『こうして会社を強くする』


 「働く日本人の8割はサラリーマン」と言われる。星の数ほどある会社の一つひとつが強くならなければ、未曾有の大惨事からの復興もあり得ない。そんな気持ちで手に取った一冊。社員8名で創業した京都セラミックを世界の京セラに育て、名経営者の誉れも高い稲盛和夫氏が主宰する「盛和塾」という塾がある。若手経営者のための経営塾だ。この本はその盛和塾での勉強会の内容をまとめたもの。塾生から投げかけられた34の質問に一問一答式で答えている。

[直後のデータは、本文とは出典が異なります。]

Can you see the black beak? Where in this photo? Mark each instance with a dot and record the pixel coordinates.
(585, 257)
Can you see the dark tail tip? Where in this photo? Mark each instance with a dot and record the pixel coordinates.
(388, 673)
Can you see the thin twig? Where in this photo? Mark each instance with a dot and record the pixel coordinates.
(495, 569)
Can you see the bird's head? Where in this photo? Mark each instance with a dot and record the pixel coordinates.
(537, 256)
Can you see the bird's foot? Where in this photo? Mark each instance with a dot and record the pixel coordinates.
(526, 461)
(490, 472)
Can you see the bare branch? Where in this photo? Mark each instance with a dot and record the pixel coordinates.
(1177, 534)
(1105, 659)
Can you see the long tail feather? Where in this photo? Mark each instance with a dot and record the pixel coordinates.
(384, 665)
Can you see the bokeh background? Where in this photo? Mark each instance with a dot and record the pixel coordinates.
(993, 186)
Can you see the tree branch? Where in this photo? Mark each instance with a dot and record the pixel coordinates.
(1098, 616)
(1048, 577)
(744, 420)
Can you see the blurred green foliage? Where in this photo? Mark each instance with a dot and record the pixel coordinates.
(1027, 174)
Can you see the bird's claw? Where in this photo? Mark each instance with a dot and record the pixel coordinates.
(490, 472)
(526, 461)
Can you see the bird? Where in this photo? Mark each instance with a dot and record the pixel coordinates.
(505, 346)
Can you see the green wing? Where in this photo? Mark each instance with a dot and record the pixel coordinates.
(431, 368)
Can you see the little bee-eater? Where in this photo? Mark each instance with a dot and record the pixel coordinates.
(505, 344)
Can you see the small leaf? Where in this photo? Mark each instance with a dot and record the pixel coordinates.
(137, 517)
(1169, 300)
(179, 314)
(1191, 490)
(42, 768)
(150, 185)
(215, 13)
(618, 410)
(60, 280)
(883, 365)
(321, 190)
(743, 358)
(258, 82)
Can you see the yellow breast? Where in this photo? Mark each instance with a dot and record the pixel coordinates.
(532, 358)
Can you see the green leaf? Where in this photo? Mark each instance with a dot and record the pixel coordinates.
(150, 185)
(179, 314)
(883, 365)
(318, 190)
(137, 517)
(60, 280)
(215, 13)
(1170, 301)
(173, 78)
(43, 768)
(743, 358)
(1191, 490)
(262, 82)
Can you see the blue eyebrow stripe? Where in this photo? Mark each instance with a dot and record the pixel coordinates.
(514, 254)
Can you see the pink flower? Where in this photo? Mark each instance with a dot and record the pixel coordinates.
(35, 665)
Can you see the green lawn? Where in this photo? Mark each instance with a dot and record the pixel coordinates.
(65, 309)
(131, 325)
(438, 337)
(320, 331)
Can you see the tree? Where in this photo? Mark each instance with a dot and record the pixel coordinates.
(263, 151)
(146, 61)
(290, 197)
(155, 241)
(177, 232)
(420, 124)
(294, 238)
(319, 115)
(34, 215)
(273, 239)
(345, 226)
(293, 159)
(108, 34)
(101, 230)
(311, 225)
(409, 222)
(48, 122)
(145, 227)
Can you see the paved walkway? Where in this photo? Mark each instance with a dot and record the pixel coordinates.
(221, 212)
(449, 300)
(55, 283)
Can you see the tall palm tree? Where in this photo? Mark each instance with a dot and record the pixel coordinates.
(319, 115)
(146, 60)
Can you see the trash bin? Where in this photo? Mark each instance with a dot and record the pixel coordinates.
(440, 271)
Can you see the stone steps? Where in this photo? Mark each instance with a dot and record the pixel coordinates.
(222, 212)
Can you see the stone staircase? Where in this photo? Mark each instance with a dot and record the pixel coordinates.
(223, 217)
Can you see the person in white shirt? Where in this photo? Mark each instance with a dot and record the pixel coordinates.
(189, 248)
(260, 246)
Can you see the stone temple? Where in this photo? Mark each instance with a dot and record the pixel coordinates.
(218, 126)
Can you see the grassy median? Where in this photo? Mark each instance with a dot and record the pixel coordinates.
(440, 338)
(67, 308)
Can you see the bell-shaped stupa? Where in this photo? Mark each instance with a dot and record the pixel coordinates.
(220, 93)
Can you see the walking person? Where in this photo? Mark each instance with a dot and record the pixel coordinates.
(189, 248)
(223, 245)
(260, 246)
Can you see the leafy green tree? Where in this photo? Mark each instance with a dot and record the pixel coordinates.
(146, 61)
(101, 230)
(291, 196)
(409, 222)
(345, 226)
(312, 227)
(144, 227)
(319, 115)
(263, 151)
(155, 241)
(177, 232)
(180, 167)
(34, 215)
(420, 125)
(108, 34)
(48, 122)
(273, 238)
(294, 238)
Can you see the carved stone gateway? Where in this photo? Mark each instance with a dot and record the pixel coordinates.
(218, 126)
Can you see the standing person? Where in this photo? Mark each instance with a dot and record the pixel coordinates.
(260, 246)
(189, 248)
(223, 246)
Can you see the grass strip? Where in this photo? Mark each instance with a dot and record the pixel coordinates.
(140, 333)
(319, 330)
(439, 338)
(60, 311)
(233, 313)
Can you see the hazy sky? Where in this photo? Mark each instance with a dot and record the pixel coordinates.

 先行投資のタイミングはどう考えるべきか?低収益から脱却するには?といった具体的な質問もあれば、トップの器になるには?名経営者の条件とは?燃える闘魂をどう体得するか?といった抽象的な質問もある。進出・撤退を決断する物差しとは?中小企業の世襲制は是か非か?といったいかにも経営者の悩みといったのもある。そのそれぞれに塾長稲盛和夫が丁寧に回答しているのだが、あるときは細かく分析的であり、あるときは思想的、哲学的な切り口で塾生に道を示す。

 印象的な言葉を一つ。企業の最終決定者である経営者は何をもって意思決定するのか。それは「心の中の座標軸」だという。何を是とし何を非とするか、ぶれない判断基準を稲盛氏はこう言い表した。そして、稲盛氏自身は創業の頃、「人間として何が正しいのか」「原理原則に基づいて経営する」ということを心の座標軸に置いたのだという。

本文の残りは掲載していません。